New research from a team at the Karolinska Institutet suggests media coverage of studies examining cannabis use as a method for alleviating chronic pain are the recipients of a significant level of positive media coverage, regardless of results.
A systematic review and meta-analysis of 20 studies examining cannabinoids with a double-blind, placebo-controlled design, results of the study demonstrate that although the reductions in pain intensity observed in these studies was significant, media attention of these trials was described as “proportionally high”, with a strong positive bias and no associations observed with clinical outcomes.
“We see that cannabis studies are often described in positive terms in the media regardless of their results,” said lead investigator Filip Gedin, PhD, a postdoctoral researcher at the Department of Clinical Neuroscience, Karolinska Institutet, in a statement. “This is problematic and can influence expectations when it comes to the effects of cannabis therapy on pain. The greater the benefit a treatment is assumed to have, the more potential harms can be tolerated.”

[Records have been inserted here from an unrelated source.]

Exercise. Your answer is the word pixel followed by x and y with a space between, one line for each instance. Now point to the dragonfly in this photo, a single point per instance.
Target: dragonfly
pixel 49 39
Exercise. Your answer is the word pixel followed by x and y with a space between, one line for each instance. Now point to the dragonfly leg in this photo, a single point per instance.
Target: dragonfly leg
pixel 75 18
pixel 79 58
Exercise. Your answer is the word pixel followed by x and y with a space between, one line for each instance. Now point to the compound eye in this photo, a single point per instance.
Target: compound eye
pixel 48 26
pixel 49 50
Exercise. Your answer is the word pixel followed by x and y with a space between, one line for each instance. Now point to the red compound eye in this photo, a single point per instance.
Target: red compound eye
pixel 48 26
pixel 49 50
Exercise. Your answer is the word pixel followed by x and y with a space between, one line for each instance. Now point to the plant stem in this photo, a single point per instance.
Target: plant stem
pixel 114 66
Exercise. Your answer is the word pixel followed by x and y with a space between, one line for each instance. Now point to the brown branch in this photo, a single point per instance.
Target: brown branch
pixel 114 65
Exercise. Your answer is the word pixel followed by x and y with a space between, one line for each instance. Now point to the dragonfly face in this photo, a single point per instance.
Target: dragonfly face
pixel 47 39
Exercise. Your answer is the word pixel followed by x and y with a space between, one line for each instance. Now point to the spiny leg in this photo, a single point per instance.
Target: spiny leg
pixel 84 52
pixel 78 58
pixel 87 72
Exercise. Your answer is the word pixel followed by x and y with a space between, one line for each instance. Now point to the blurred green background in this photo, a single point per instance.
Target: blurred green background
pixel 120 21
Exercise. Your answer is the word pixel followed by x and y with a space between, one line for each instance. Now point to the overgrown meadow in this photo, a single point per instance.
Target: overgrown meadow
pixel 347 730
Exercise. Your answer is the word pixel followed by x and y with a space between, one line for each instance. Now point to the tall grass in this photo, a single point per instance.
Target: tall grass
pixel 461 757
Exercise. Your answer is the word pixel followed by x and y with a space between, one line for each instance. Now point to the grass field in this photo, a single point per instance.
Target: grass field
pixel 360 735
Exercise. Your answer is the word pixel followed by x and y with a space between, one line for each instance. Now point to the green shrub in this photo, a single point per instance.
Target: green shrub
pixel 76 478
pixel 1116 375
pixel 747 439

As the decades have gone by since California introduced medical cannabis to the United States, now the majority of states have passed legislation allowing for recreational use. In addition to medically-prescribed cannabis, the popularity of CBD-based products among consumers has also undergone an explosion in recent years. This, combined with growing opioid epidemic, has led to medical cannabis being purported as a panacea of sorts when receiving interest and coverage from large media outlets.
The current research endeavor was led by Gedin and a team of colleagues with the intent of estimating the size of placebo responses in randomize clinical trials comparing cannabinoids to placebo therapy in treatment of pain and whether the magnitude of response was associated with media attention these studies received. With this in mind, investigators designed their study as a systematic review and meta-analysis of data published within the MEDLINE and Embase databases form inception through September 2021.
Limiting their analyses to studies with a double-blind, placebo-controlled design and adult patient populations with clinical pain of any duration, investigators identified 20 studies for inclusion. The investigators’ initial search yielded 922 individual records. Of these, investigators determined 53 met inclusion criteria. From this group, 33 were excluded due to insufficient data for calculating effect size, leaving 20 articles for inclusion in the meta-analysis. These 20 studies included 1459 individuals. This cohort had a mean age of 51 (SD, 7) years, with an age range of 39-62 years, and 56% were female.
For the purpose of analysis, change in pain intensity from before to after treatment, which was measured as bias-corrected standardized mean differences (Hedges g), served as the primary outcome of interest for the study. Investigators pointed out a randomized-effects model was used for pool data and creating effect estimates.
Results of the investigators’ analyses demonstrated pain intensity observed in these studies was associated with a significant reduction in response to placebo, with a moderate to large effect size (mean [SE] Hedges g, 0.64 [0.13]; P <.001). Further analysis demonstrated trials with low risk of bias had greater placebo responses (q1=5.47; I2=87.08; P=.02). Results also suggested they count of media attention and level of dissemination associated with each trial was proportionally high, with a strong positive bias, but was not associated with the clinical outcomes observed in the studies.
“The findings of this systematic review and meta-analysis suggest that placebo responses contribute significantly to pain reduction in cannabinoid clinical trials,” wrote investigators. “The unusually high media attention surrounding cannabinoid trials, with positive reports irrespective of scientific results, may uphold high expectations and shape placebo responses in future trials. This influence may impact the outcome of clinical trials, regulatory decisions, clinical practice, and ultimately patient access to cannabinoids for pain relief.”
This study, “Placebo Response and media attention in randomized clinical trials assessing cannabis-based therapies for pain: A systematic review and meta-analysis,” was published in JAMA Network Open.